The New York Times didn’t even review Mark Levin’s Men In Black. But books like these found an audience anyway. By 2005, conservatives had learned to market their ideas without having to rely on the mainstream press that historically hasn’t been sympathetic. Regnery, the conservative publisher of Men In Black, has created bestsellers primarily by preaching to the choir. The company’s public relations firm markets directly to conservatives through talk radio and television hosts like Rush Limbaugh, Bill O’Reilly, and Sean Hannity. It worked for Men In Black and found particular success before last year’s election with the influential Unfit for Command: Swift Boat Veterans Speak Out Against John Kerry.

The New York Times itself took notice. The annual Year in Ideas issue of the Magazine declared that “Conservative Blogs are More Effective.” Writer Michael Crowley of The New Republic says “what really makes conservatives effective is their pre-existing media infrastructure, composed of local and national talk-radio hosts like Rush Limbaugh, the FOX News Channel and sensationalist say-anything outlets like the Drudge Report—all of which are quick to pass on the latest tidbit from the blogosphere.” It’s this same network that has made books by, for example, Michelle Malkin, so successful—and it doesn’t hurt that she has her own blog as well.

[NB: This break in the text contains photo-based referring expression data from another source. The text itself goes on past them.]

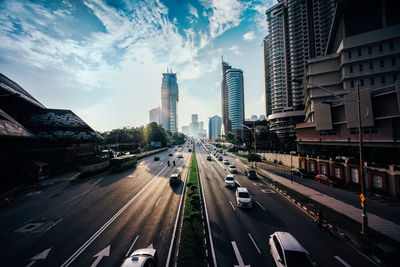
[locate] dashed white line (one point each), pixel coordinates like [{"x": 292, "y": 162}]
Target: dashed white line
[
  {"x": 342, "y": 261},
  {"x": 130, "y": 248},
  {"x": 232, "y": 206},
  {"x": 260, "y": 205},
  {"x": 254, "y": 243}
]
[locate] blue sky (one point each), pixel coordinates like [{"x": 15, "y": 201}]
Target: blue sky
[{"x": 104, "y": 59}]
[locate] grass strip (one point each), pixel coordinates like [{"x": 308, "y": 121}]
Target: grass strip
[{"x": 191, "y": 250}]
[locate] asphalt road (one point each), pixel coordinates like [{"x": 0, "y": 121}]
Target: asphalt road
[
  {"x": 241, "y": 236},
  {"x": 98, "y": 220}
]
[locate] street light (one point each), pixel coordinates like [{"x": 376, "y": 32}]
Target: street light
[{"x": 364, "y": 221}]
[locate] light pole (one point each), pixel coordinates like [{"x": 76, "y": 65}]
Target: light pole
[{"x": 364, "y": 218}]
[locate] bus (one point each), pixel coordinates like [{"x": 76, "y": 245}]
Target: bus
[{"x": 122, "y": 162}]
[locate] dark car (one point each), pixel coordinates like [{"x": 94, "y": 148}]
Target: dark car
[
  {"x": 300, "y": 172},
  {"x": 250, "y": 173},
  {"x": 331, "y": 181}
]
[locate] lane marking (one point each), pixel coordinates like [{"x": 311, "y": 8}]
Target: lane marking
[
  {"x": 157, "y": 202},
  {"x": 232, "y": 206},
  {"x": 130, "y": 248},
  {"x": 260, "y": 205},
  {"x": 208, "y": 222},
  {"x": 254, "y": 243},
  {"x": 342, "y": 261},
  {"x": 101, "y": 229}
]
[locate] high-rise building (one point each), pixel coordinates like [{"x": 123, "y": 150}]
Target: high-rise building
[
  {"x": 214, "y": 127},
  {"x": 234, "y": 84},
  {"x": 224, "y": 97},
  {"x": 169, "y": 99},
  {"x": 154, "y": 115},
  {"x": 298, "y": 31}
]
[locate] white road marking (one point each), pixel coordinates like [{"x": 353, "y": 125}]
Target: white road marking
[
  {"x": 254, "y": 243},
  {"x": 130, "y": 248},
  {"x": 342, "y": 261},
  {"x": 101, "y": 229},
  {"x": 260, "y": 205},
  {"x": 232, "y": 206},
  {"x": 238, "y": 256},
  {"x": 157, "y": 202}
]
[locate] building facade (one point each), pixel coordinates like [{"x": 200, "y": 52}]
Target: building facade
[
  {"x": 235, "y": 86},
  {"x": 214, "y": 127},
  {"x": 169, "y": 101},
  {"x": 154, "y": 115},
  {"x": 298, "y": 31}
]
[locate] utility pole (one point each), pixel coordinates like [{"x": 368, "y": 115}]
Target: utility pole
[{"x": 364, "y": 222}]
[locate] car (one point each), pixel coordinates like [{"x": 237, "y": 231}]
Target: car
[
  {"x": 175, "y": 179},
  {"x": 243, "y": 198},
  {"x": 287, "y": 251},
  {"x": 230, "y": 181},
  {"x": 299, "y": 172},
  {"x": 232, "y": 169},
  {"x": 141, "y": 258},
  {"x": 250, "y": 173},
  {"x": 325, "y": 179}
]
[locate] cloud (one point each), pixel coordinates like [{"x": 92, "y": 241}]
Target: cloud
[{"x": 249, "y": 36}]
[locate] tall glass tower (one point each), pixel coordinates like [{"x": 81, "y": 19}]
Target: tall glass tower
[
  {"x": 234, "y": 82},
  {"x": 169, "y": 100}
]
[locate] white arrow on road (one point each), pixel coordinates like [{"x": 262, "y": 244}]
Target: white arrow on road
[
  {"x": 100, "y": 255},
  {"x": 238, "y": 257},
  {"x": 41, "y": 256}
]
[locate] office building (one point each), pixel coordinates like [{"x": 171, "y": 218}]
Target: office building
[
  {"x": 154, "y": 115},
  {"x": 298, "y": 31},
  {"x": 214, "y": 127},
  {"x": 234, "y": 84},
  {"x": 169, "y": 100}
]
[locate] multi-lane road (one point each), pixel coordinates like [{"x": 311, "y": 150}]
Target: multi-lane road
[{"x": 98, "y": 221}]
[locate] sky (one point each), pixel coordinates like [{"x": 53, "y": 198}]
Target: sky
[{"x": 104, "y": 59}]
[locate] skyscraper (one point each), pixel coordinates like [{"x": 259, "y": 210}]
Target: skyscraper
[
  {"x": 298, "y": 31},
  {"x": 154, "y": 115},
  {"x": 214, "y": 127},
  {"x": 224, "y": 97},
  {"x": 169, "y": 99},
  {"x": 234, "y": 83}
]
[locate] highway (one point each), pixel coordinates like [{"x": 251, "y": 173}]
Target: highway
[
  {"x": 240, "y": 237},
  {"x": 97, "y": 220}
]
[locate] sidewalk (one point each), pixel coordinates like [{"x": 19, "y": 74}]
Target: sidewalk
[{"x": 383, "y": 226}]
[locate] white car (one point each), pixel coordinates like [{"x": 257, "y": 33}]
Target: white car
[
  {"x": 287, "y": 251},
  {"x": 230, "y": 181},
  {"x": 243, "y": 198},
  {"x": 232, "y": 169},
  {"x": 141, "y": 257}
]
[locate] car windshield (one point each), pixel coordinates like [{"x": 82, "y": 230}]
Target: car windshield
[
  {"x": 244, "y": 195},
  {"x": 297, "y": 258}
]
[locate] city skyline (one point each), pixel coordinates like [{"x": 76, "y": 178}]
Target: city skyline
[{"x": 110, "y": 66}]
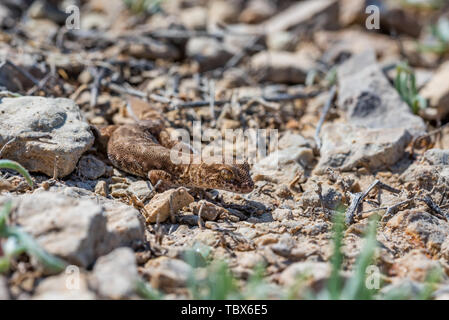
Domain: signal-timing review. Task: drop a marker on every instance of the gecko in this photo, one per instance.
(143, 149)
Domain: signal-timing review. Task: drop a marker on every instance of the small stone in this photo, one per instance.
(284, 164)
(76, 229)
(347, 147)
(124, 227)
(101, 188)
(210, 211)
(159, 206)
(369, 99)
(91, 168)
(224, 11)
(67, 227)
(140, 189)
(437, 157)
(414, 265)
(115, 275)
(65, 286)
(12, 79)
(310, 14)
(282, 214)
(56, 120)
(168, 273)
(257, 11)
(428, 229)
(290, 139)
(281, 66)
(194, 18)
(281, 41)
(152, 49)
(208, 52)
(316, 270)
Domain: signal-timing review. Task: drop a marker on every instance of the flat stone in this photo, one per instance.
(281, 66)
(159, 206)
(168, 273)
(67, 133)
(423, 226)
(437, 157)
(65, 286)
(414, 265)
(316, 270)
(369, 100)
(90, 167)
(124, 226)
(210, 210)
(208, 52)
(347, 147)
(322, 14)
(284, 164)
(115, 275)
(75, 229)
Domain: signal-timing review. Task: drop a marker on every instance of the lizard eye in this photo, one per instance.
(226, 174)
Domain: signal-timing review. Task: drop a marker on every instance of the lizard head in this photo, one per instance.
(234, 178)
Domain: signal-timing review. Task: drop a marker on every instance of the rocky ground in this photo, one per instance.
(357, 135)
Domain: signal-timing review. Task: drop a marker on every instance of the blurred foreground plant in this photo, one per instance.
(16, 240)
(405, 83)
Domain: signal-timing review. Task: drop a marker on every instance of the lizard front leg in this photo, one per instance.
(162, 179)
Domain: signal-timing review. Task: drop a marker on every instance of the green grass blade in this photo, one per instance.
(50, 262)
(335, 280)
(355, 288)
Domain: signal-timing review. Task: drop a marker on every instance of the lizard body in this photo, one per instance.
(143, 149)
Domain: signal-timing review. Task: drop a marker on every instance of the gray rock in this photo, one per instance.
(12, 78)
(290, 139)
(123, 225)
(115, 275)
(316, 14)
(65, 286)
(347, 147)
(194, 18)
(67, 134)
(437, 157)
(368, 98)
(140, 189)
(316, 270)
(284, 163)
(67, 227)
(76, 229)
(437, 92)
(281, 66)
(208, 52)
(91, 168)
(4, 292)
(168, 273)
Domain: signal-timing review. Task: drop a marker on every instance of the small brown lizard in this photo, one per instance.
(143, 149)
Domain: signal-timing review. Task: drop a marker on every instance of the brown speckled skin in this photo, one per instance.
(144, 150)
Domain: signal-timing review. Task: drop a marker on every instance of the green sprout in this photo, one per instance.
(143, 6)
(18, 242)
(439, 42)
(405, 83)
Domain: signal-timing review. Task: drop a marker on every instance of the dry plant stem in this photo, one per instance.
(326, 109)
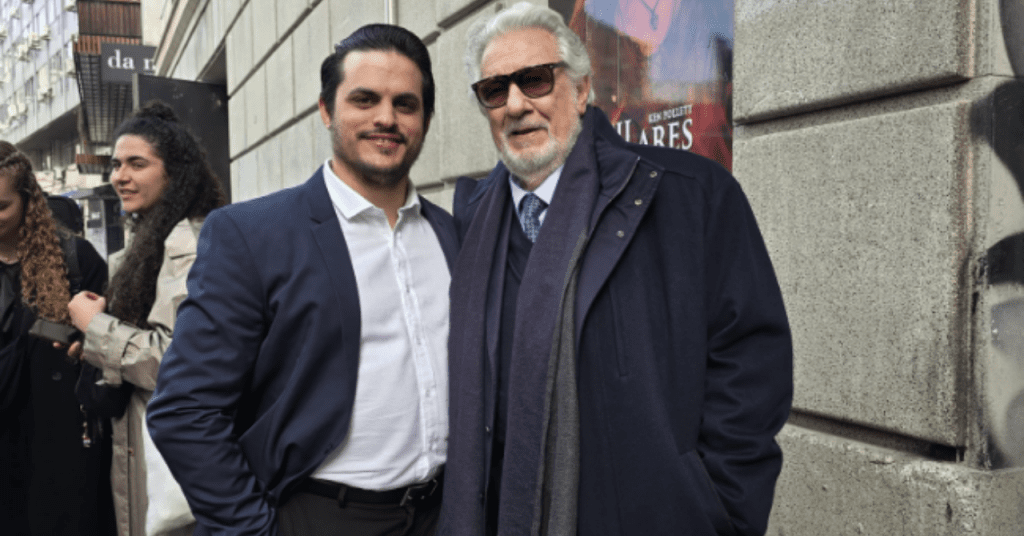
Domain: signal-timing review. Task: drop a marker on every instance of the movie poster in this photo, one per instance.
(663, 70)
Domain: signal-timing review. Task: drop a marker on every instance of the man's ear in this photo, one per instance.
(583, 95)
(325, 115)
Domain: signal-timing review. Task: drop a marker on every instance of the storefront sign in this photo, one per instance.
(119, 62)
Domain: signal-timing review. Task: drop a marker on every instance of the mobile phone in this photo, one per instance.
(54, 332)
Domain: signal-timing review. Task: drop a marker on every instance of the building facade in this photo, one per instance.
(881, 146)
(39, 98)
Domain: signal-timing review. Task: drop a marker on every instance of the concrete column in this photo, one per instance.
(880, 143)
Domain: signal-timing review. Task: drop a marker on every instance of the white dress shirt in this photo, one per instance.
(398, 430)
(546, 192)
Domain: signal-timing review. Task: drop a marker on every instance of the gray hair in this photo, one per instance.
(524, 14)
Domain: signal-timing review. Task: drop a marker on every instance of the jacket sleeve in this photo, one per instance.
(749, 381)
(126, 353)
(205, 372)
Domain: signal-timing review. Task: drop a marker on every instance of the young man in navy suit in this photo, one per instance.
(621, 357)
(306, 387)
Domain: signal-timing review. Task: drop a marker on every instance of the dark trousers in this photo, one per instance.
(308, 514)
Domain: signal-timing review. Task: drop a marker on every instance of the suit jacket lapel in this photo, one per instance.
(337, 261)
(444, 229)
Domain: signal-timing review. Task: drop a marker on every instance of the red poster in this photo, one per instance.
(663, 70)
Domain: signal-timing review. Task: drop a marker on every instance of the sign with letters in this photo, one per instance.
(119, 62)
(663, 70)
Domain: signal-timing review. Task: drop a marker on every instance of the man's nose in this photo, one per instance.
(385, 116)
(517, 104)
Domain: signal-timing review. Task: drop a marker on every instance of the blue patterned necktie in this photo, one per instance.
(529, 215)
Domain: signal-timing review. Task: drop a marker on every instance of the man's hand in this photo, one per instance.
(82, 307)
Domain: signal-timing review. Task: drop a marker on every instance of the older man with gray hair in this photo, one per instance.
(621, 359)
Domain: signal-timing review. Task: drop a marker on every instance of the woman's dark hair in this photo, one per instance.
(44, 277)
(192, 191)
(378, 37)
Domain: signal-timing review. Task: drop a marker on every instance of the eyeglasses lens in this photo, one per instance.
(534, 82)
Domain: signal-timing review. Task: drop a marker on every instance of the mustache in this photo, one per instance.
(388, 132)
(523, 125)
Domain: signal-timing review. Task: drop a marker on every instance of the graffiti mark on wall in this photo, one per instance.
(999, 119)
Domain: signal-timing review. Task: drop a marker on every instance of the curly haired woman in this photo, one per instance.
(167, 188)
(53, 482)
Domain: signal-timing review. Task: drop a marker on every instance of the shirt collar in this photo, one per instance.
(350, 203)
(546, 191)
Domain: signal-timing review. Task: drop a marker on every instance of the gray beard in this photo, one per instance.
(532, 170)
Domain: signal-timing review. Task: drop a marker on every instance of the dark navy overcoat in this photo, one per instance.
(683, 352)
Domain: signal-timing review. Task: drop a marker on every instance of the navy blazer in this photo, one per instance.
(683, 352)
(258, 383)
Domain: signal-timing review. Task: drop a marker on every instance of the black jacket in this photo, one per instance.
(683, 349)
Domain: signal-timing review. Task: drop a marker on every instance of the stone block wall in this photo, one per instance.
(271, 52)
(882, 146)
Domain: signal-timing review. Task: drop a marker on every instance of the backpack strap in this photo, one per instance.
(70, 249)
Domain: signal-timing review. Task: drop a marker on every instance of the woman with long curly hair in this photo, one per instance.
(54, 457)
(167, 189)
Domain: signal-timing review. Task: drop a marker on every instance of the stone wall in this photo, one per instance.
(881, 146)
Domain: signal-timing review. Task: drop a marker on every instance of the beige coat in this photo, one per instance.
(125, 353)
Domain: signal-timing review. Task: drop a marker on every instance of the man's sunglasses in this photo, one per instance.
(535, 81)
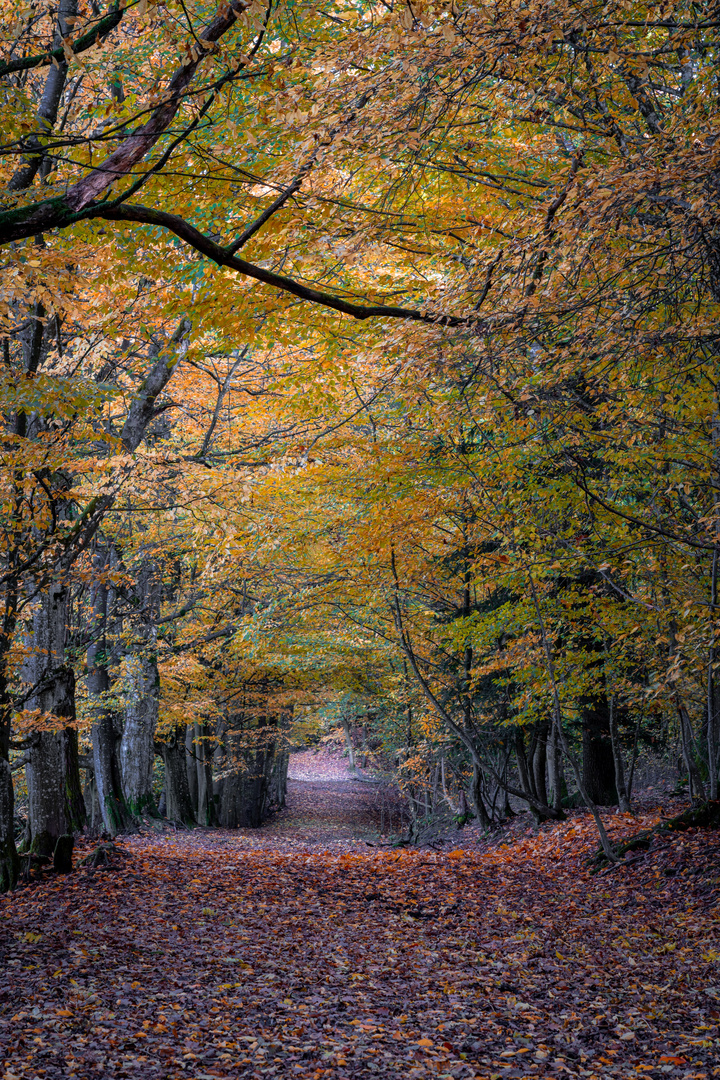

As Patrick Ruffini noted this past February, during the astonishingly low-rated Oscars broadcast:
Liberals get all pissy when conservatives decide to tune out institutions that don't represent them and create new ones -- just look at the sneering at "Faux News" and Rush and homeschooling and values voters. In Hollywood as in mainstream media, there is a price to be paid when an institution decides to leverage its prestige to push a political position where none is warranted; it's a price that is paid in viewership, influence, and profit -- in this case, a 30% falloff in viewers.
What's curious is that shortly after 9/11, the left began copying these alternative networks with an infrastructure of their own, launching Air America to compete with Rush Limbaugh, Al Gore's Current television network as a sort of alternative to Fox, and so on.

At some point, it must be puzzling to the boys in the Manhattan skyscrapers why they can't please either side: the conservatives whom they tried to shut out, and the modern left, to whom the mainstream media isn't nearly leftwing enough.

The traditional components of the MSM will soldier on for quite some time of course--but it must seem strange to no longer always be able to control the arguments--or introduce all of the new ideas.